Assim como os demais ativos da carteira local, os fundos listados passaram por um mês de grande volatilidade. Em seu pior momento, até o dia 20, o IFIX apresentava queda de 4,48%. Com uma recuperação no final do mês, o índice dos fundos imobiliários encerrou agosto com queda de 1,46%. Com agosto como detrator, o IFIX passa a ficar no campo negativo no acumulado do ano, com queda de 0,33% na janela.

O movimento em agosto foi similar ao que vimos no Ibovespa, com uma queda muito abrupta na primeira metade do mês, seguida de uma recuperação, que, no entanto, não foi suficiente para levar o índice ao campo positivo. Em geral, naturalmente vemos um movimento muito semelhante ao das NTN-Bs para a classe dos fundos listados, mas, neste mês, os títulos atrelados à inflação tiveram excelente desempenho, apesar de também terem chegado a operar no campo negativo na primeira parte de agosto. O IMA-B subiu 2,19% em agosto e aumentou ainda mais sua diferença no ano em relação ao IFIX, que já chega a 7,35 p.p.

Analisando a quebra entre os fundos de tijolo e de papel, observamos uma grande diferença de performance. Os fundos de papel, inclusive, subiram no mês, com alta de 0,68%, enquanto os fundos de tijolo despencaram mais 1,76%, acumulando resultado negativo de 2,95% em 2026, contra uma alta, ainda que discreta e abaixo dos benchmarks, de 4,73% dos fundos de papel. Nos momentos de maior adversidade e aversão, os fundos de papel continuam se mostrando mais resilientes e defensívos.

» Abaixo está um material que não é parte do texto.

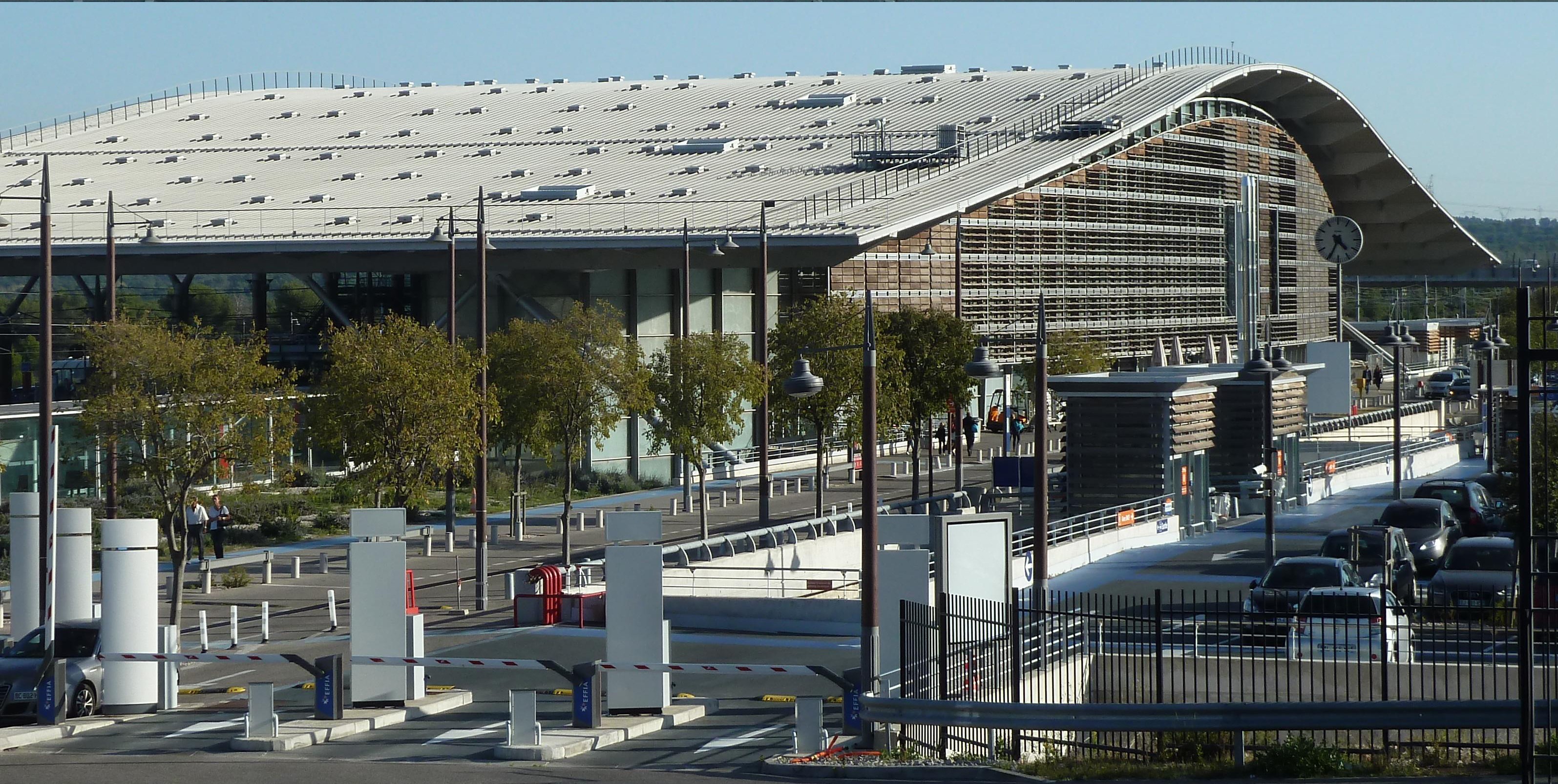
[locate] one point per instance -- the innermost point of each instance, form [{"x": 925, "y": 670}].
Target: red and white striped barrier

Nos FI-Infra, se de um lado o mês foi positivo para as NTN-Bs e para os spreads de crédito, de outro, a marcação dos fundos no mercado secundário não foi favorável, acompanhando a aversão a risco observada também nos FIIs. Enquanto a mediana dos retornos das cotas patrimoniais dos FI-Infras foi de 1,4%, o retorno das cotas de mercado da classe foi negativo em 1,03%. Essa classe evidenciou exatamente o que destacamos: o desempenho da renda fixa não se refletiu nas cotas de mercado dos ativos listados, criando, no mês, um descompasso entre as marcações patrimonial e de mercado. No ano, a classe entra levemente no campo negativo, em 0,11%, e, em 12 meses, já perde grande parte do forte retorno do segundo semestre do ano passado, chegando a 9,22%. Com o movimento do mês, o desconto da classe encontra-se em uma mediana de 4%, enquanto o dividend yield de 12 meses gira em torno de 15,2%.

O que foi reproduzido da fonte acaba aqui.